In Spagna, per esempio, esiste la Ley de costas che specifica come le spiagge siano libere, e al posto delle concessioni ci sono le autorizzazioni, ovvero regole strettissime per gli stabilimenti balneari sia a livello di quantità sia per le modalità dei bandi pubblici e delle scadenze, a differenza dell’Italia non soggette a proroghe. È simile alla Lei da Água che vige in Portogallo, dove i bandi, come per la Spagna, sono continui e severissimi. La Francia, invece, si affida al Code général de la propriété des personnes publiques, e tutti gli stabilimenti devono consentire la libera fruizione e la circolazione nel litorale. Da loro, come in Italia, si parla di concessioni e non di autorizzazioni, ma per legge non possono superare i 12 anni. Tutti questi paletti legislativi, che in Italia sono ridotti e poco rispettati, comportano inevitabilmente un numero maggiore di spiagge libere e, al contempo, un maggior rispetto degli stabilimenti nei confronti del cittadino autoctono o del turista.

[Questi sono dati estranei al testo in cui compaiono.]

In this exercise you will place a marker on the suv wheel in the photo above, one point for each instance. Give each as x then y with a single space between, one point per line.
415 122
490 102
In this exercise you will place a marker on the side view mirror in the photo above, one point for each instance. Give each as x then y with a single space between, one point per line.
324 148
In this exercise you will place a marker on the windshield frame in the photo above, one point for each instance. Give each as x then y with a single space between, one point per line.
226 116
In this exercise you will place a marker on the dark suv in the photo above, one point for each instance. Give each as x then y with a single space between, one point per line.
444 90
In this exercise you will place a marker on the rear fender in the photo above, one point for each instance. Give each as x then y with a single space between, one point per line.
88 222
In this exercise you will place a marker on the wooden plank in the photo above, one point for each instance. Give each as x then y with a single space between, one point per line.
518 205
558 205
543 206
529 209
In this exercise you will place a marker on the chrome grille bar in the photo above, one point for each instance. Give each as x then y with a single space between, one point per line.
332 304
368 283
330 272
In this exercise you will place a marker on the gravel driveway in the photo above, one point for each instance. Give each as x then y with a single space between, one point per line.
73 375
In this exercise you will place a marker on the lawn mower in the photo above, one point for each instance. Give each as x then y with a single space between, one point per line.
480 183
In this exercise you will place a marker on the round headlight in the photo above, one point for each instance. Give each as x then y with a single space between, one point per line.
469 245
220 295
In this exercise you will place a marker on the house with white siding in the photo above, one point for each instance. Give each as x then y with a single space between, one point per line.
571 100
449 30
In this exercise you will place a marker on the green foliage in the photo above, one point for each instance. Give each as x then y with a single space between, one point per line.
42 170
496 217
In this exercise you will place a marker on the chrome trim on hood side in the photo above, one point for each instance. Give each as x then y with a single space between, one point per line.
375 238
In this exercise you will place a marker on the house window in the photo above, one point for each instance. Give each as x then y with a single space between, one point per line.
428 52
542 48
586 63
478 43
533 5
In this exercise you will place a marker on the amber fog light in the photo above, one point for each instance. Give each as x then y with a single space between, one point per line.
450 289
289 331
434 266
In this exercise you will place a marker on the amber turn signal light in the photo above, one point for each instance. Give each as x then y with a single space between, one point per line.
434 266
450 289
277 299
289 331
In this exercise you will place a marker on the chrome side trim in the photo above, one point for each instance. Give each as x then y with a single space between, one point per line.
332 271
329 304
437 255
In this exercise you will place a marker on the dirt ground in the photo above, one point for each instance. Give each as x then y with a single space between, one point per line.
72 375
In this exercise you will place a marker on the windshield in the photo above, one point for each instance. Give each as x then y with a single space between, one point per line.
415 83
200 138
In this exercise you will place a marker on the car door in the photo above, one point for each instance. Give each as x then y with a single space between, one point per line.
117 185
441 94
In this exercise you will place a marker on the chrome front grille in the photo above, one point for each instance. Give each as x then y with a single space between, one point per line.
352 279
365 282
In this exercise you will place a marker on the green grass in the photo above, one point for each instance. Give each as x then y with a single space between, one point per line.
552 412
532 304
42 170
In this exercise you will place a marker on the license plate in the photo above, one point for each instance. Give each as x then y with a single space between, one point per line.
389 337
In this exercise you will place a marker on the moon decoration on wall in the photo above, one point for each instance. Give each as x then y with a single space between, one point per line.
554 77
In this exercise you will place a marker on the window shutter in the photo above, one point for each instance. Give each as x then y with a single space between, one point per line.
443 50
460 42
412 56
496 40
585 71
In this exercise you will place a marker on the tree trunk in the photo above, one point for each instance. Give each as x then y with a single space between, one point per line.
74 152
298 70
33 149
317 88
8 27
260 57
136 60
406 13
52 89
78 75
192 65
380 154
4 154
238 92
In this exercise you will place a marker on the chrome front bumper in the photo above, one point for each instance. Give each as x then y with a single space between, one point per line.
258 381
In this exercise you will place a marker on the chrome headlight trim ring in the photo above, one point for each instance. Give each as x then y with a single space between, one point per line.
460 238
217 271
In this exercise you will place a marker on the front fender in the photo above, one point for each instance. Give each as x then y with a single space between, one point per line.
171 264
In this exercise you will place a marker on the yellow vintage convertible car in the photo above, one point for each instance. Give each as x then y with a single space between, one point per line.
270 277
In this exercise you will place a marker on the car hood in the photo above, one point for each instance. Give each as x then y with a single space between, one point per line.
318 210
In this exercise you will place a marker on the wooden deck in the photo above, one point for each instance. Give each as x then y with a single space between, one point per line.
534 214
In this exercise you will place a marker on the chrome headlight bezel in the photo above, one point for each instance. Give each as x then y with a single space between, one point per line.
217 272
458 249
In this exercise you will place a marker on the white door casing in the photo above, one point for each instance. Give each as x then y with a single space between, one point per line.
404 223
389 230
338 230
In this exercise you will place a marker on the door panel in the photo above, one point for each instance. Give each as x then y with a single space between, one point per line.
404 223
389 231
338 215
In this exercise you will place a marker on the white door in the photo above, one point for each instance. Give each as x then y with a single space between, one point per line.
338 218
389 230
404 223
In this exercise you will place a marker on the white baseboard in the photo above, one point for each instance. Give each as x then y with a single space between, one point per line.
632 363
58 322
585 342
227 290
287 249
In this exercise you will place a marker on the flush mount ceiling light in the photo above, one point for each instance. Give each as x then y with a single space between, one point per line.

Sembra che l’Italia voglia “farsi riconoscere” seguendo lo stereotipo – in questo caso calzante – dell’italiano che cerca sempre una scappatoia, un cavillo per eludere la legge. E, ripeto, sono estremamente più colpevoli i politici rispetto ai gestori dei lidi. Se una spiaggia è un bene pubblico, come è sancito anche dalle nostre leggi, e le concessioni sono per giunta scadute, è inutile fare come il governo e arrabattarsi per non scontentare una lobby e allo stesso tempo rientrare nei parametri delle leggi europee. Una cosa esclude l’altra. La tendenza a privatizzare anche l’aria dovrebbe lasciare il posto al rispetto per ciò che è pubblico. Questo non significa di certo eliminare le concessioni e chiudere tutti i lidi, ma scrivere una legge equa in cui vengano indicate le modalità per i bandi, la durata delle concessioni e apporre dei limiti come negli altri Stati europei che si affacciano sul mare. Lo so, con Santanchè come ministra sembra un esercizio funambolico, se non addirittura un’illusione, ma per non restare indietro è necessario stare al passo con l’Europa, a costo di scontentare persone che possiedono per mesi una porzione di suolo pubblico senza alcun tipo di bando e, soprattutto, di scegliere ministri più adeguati al compito che devono svolgere.